Lee Ellis (Photo by Jack Thompson)
Lee Ellis at Ellis Motel, with Elvira. (Photo by Jack Thompson)
Lee Ellis and Elvira on the porch of Ellis Motel. (Photo by Jack Thompson)
Best known for his exalted Henkel Square concepts Ellis Motel Emporium & Lounge and Round Top Smokehouse, Lee Ellis was easy to spot. On weekends, he could often be found behind the smokehouse cash wrap with his signature long white beard and daily uniform of denim overalls, custom-designed trucker hat, and oversized black frames. He died Monday at age 63.
It spoke volumes that Ellis — who helped create the recipes and develop the menus and did the cooking — also took customers’ orders. He is the mastermind behind the untouchably cool design and merchandise inside Ellis Motel, which is not a hotel at all but a beloved local watering hole. Located in a restored circa-1800s farmhouse next door to the smokehouse, the bar interior embodies Ellis’ rebellious spirit. (It should come as no surprise that his first foray into entrepreneurship was a roller skate rental shop on Montrose Boulevard in Houston.)
Ellis and his black-and-white spaniel Elvira would often hold court atop barstools inside the Ellis Motel during breaks from feeding the smokehouse crowds.
Not unlike the bark on his expertly prepared brisket, Ellis’s hard exterior seemed a safeguard for a tender, creative soul who was also the driving force behind countless extraordinary restaurants in Houston and Austin. Lee’s Fried Chicken & Donuts, State Fare Kitchen & Bar, Liberty Kitchen & Oysterette, BRC, Petite Sweets, and Pi Pizza were all originally developed through Ellis’ partnerships with F.E.E.D TX and Cherry Pie Hospitality.
Those who have followed Ellis’ career fondly recall the energy and excitement his enterprises brought to town.
“Lee Ellis was a visionary, more than just an entrepreneur,” says PaperCity editor at large Laurann Claridge, who wrote about Ellis’ culinary enterprises for the magazine and counted him as a friend. “He was the consummate concept king who gave Houston some of the most original and exciting nightclubs, restaurants, bakeries and retail spaces the city has ever seen.
“For all his ventures in the world of hospitality, he culled together talented collaborators from every sector and brought out the best in each of them.”
“His energy was boundless,” Claridge continues. “You couldn’t help but see how inspired he was by the process of creating something completely new and different.

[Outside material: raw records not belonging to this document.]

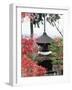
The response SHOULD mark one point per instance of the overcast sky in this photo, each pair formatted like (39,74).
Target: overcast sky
(50,30)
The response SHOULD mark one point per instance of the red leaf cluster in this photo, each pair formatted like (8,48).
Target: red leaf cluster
(28,66)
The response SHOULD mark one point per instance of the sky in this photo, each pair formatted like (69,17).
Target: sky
(50,30)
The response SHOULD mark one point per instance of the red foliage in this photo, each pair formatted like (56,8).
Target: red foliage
(30,68)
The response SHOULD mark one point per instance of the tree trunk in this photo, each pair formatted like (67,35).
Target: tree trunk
(31,28)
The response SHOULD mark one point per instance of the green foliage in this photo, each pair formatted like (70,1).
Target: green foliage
(57,52)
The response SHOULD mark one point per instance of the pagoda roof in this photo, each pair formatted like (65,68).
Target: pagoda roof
(44,39)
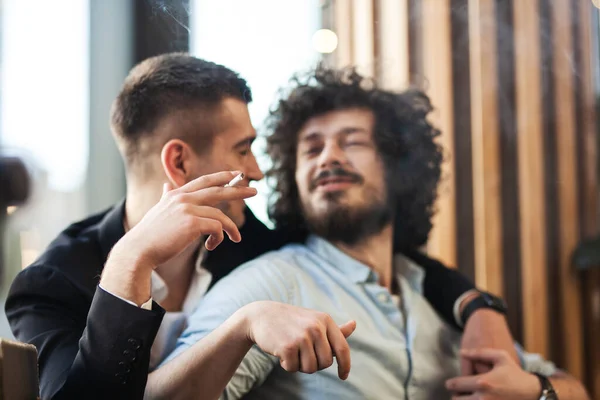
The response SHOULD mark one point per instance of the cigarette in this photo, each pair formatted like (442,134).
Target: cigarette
(236,180)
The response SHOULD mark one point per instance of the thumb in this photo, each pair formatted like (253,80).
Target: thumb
(348,328)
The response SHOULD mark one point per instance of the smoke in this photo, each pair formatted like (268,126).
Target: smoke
(179,11)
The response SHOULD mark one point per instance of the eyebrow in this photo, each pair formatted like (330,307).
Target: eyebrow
(247,141)
(344,131)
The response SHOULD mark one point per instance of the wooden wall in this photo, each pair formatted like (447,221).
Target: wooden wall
(513,86)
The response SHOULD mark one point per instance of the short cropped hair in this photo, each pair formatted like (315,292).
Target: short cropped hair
(404,138)
(161,85)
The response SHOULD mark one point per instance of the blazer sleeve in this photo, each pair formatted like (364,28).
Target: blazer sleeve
(96,348)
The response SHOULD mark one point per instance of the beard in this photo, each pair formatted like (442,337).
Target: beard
(348,224)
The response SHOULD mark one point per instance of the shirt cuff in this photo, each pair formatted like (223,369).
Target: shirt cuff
(146,306)
(456,309)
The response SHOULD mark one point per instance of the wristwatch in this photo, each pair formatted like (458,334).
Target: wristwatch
(548,392)
(484,300)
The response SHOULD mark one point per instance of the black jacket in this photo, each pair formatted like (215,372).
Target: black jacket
(93,345)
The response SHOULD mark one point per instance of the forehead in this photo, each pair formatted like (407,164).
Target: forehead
(233,122)
(339,122)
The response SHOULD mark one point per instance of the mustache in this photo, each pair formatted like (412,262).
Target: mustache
(335,173)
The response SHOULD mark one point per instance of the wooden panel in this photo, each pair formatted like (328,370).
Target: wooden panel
(511,233)
(486,146)
(342,11)
(531,175)
(363,38)
(437,59)
(587,119)
(566,147)
(392,25)
(463,148)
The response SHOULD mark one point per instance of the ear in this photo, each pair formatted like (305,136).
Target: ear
(177,158)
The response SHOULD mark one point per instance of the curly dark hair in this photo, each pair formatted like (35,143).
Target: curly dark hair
(403,136)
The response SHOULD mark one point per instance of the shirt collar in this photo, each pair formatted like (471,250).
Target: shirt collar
(159,287)
(354,269)
(361,273)
(406,268)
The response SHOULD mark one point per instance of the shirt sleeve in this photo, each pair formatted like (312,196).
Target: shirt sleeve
(535,363)
(146,306)
(256,281)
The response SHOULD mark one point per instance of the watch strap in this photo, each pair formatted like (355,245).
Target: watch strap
(484,300)
(548,392)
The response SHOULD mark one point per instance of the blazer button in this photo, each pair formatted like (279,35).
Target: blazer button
(129,355)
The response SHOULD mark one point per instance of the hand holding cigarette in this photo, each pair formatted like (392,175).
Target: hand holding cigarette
(181,217)
(238,178)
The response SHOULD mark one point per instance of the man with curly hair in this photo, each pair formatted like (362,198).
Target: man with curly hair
(357,170)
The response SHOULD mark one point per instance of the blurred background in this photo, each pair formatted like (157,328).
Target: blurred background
(515,85)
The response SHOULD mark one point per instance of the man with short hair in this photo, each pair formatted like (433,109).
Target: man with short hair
(107,300)
(357,169)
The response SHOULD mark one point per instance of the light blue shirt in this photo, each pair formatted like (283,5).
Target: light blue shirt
(399,351)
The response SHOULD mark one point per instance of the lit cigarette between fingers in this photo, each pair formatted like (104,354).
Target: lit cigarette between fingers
(236,180)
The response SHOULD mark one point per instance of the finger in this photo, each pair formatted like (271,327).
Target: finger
(481,368)
(490,356)
(214,240)
(226,224)
(290,359)
(323,351)
(466,367)
(464,384)
(348,328)
(206,181)
(308,358)
(340,348)
(214,195)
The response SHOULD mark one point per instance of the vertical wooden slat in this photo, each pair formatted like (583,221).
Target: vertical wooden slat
(511,234)
(392,28)
(531,175)
(363,37)
(463,148)
(486,146)
(344,54)
(566,148)
(437,61)
(588,131)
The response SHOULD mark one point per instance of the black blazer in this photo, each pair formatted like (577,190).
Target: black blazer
(94,346)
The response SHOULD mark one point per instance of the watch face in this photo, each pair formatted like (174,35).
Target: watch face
(549,396)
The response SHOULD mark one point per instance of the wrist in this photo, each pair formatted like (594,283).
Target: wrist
(469,298)
(127,275)
(242,322)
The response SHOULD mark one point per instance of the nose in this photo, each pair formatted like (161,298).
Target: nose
(252,169)
(332,154)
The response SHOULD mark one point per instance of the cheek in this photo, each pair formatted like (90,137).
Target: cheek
(302,177)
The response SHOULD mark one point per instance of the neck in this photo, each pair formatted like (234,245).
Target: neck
(177,272)
(377,252)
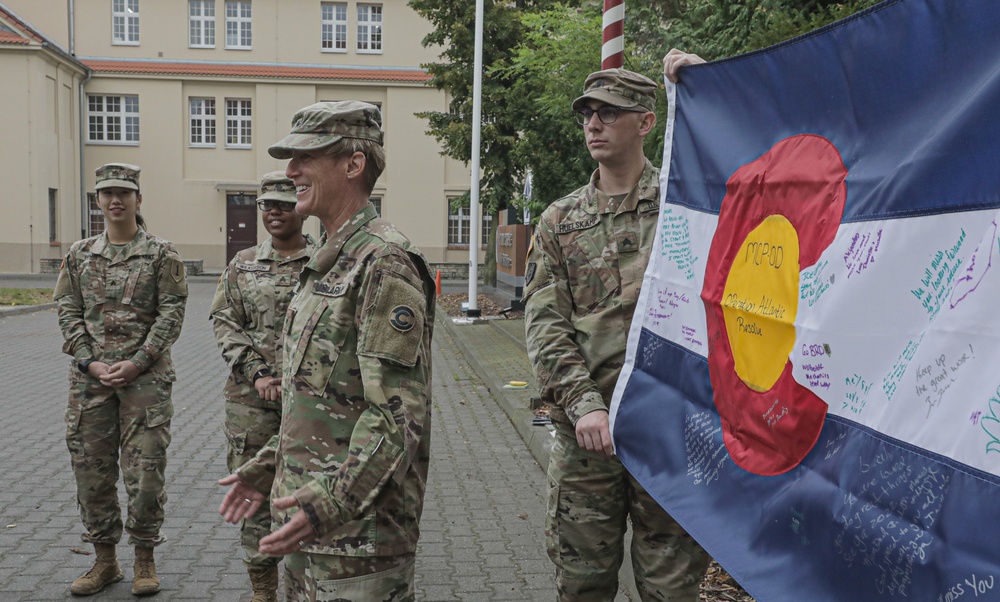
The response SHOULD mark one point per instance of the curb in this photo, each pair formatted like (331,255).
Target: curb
(538,440)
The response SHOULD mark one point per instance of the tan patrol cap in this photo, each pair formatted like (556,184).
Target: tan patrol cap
(121,175)
(276,186)
(620,88)
(320,125)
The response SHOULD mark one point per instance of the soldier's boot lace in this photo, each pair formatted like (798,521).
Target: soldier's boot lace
(146,582)
(104,572)
(264,581)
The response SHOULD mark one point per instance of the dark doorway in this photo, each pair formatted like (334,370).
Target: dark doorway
(241,222)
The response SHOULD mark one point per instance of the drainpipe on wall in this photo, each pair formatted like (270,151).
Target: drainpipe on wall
(81,100)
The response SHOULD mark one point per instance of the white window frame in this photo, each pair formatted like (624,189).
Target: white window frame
(202,122)
(239,123)
(333,26)
(239,24)
(369,29)
(114,117)
(201,23)
(125,22)
(458,223)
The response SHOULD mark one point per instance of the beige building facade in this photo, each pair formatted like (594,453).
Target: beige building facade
(194,91)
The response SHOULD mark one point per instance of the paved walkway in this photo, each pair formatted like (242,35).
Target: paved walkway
(482,528)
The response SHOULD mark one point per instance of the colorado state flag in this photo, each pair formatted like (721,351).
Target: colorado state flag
(813,376)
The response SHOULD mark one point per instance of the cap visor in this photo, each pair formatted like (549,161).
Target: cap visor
(116,184)
(274,195)
(283,149)
(605,97)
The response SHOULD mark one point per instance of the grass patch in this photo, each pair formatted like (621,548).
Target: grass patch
(25,296)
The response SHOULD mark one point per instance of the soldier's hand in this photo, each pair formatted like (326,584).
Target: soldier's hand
(241,501)
(296,533)
(120,374)
(676,59)
(268,387)
(594,434)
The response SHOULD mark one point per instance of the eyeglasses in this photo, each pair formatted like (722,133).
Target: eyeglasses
(267,205)
(608,114)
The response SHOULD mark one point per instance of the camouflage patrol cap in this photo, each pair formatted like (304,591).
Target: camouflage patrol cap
(619,88)
(121,175)
(320,125)
(276,186)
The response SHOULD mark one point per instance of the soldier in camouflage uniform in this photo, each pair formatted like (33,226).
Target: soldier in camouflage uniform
(248,313)
(585,268)
(121,299)
(348,471)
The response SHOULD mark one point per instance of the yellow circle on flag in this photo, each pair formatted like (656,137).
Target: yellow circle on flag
(760,302)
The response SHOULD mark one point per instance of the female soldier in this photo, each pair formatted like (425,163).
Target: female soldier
(121,299)
(247,314)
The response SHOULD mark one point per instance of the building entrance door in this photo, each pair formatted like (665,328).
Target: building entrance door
(241,222)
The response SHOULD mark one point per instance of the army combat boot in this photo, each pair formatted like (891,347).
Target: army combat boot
(265,583)
(146,582)
(104,572)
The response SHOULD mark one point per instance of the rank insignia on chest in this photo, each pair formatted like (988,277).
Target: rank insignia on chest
(253,267)
(401,318)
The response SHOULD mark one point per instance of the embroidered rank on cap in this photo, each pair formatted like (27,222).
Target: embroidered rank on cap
(401,318)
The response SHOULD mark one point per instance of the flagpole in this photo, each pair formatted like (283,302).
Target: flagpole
(613,35)
(472,308)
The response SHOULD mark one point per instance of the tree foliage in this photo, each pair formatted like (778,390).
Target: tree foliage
(537,54)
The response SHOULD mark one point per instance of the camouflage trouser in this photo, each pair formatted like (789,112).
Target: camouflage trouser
(329,578)
(134,419)
(248,429)
(589,498)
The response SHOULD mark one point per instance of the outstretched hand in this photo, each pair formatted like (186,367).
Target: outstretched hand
(675,59)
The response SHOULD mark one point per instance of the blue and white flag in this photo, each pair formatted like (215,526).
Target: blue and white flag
(813,376)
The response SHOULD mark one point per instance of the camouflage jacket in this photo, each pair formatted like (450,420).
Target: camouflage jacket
(355,432)
(584,271)
(122,306)
(248,313)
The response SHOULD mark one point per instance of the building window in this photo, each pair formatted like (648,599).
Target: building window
(125,22)
(95,222)
(201,23)
(113,119)
(53,215)
(239,31)
(370,28)
(202,122)
(238,123)
(458,227)
(334,26)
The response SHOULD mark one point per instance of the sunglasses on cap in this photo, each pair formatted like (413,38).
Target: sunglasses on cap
(268,204)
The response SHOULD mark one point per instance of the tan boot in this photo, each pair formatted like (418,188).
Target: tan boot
(264,581)
(104,572)
(146,582)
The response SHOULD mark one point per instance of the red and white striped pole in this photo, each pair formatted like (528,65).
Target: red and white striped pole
(613,38)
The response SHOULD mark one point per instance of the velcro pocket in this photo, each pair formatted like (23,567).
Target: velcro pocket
(393,323)
(159,414)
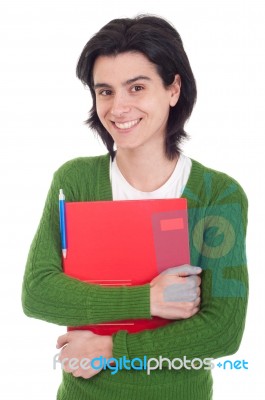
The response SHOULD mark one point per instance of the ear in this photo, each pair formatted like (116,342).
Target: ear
(175,91)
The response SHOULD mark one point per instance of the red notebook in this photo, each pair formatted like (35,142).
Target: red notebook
(125,242)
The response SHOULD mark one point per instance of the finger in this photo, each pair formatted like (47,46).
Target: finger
(62,340)
(183,270)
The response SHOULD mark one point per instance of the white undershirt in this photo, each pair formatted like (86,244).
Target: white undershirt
(173,188)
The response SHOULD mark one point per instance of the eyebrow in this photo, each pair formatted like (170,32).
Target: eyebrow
(128,82)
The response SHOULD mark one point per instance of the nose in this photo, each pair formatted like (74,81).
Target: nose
(120,104)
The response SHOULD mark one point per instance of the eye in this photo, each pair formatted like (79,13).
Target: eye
(105,92)
(137,88)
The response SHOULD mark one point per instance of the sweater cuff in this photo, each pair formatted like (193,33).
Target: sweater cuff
(120,303)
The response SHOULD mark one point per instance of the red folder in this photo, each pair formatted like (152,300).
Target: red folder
(125,242)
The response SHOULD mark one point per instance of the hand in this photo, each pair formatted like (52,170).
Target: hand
(175,293)
(79,348)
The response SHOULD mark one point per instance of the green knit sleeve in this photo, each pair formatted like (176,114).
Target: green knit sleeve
(50,295)
(217,238)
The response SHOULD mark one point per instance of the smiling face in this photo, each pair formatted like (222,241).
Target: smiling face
(131,100)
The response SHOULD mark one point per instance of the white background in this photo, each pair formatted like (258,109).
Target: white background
(43,107)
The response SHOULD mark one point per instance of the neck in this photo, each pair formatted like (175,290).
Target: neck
(145,172)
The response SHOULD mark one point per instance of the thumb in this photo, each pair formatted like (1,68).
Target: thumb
(183,270)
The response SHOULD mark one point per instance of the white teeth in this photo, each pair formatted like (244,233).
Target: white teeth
(127,125)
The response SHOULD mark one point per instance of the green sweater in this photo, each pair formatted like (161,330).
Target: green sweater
(217,228)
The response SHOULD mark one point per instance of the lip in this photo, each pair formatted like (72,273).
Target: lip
(126,125)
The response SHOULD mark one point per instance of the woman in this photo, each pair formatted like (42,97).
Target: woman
(143,92)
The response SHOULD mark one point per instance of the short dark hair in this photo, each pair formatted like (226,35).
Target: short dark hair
(159,41)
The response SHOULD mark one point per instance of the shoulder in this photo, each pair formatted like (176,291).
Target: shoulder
(84,166)
(216,185)
(82,177)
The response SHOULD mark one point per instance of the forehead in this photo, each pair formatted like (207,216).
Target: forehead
(122,67)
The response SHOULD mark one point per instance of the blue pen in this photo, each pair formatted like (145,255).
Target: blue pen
(62,222)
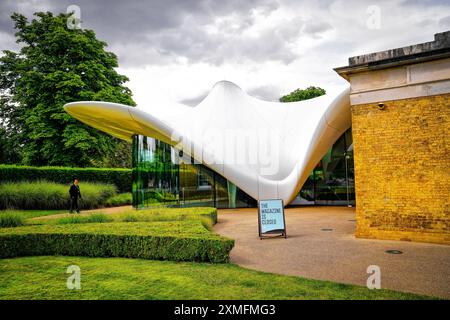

Although his concepts elevated casual dining and drinking, the fare he conjured was always approachable and fun. Lee was a one-of-a-kind talent whom we will miss dearly.”
Ellis parted ways with both F.E.E.D TX and Cherry Pie in recent years in favor of new ventures and greener pastures in Round Top. He and his wife, Melissa Savarino Ellis, found home in the quiet, rolling hills and together managed and grew their multiple businesses, which will continue to delight and inspire locals and tourists alike.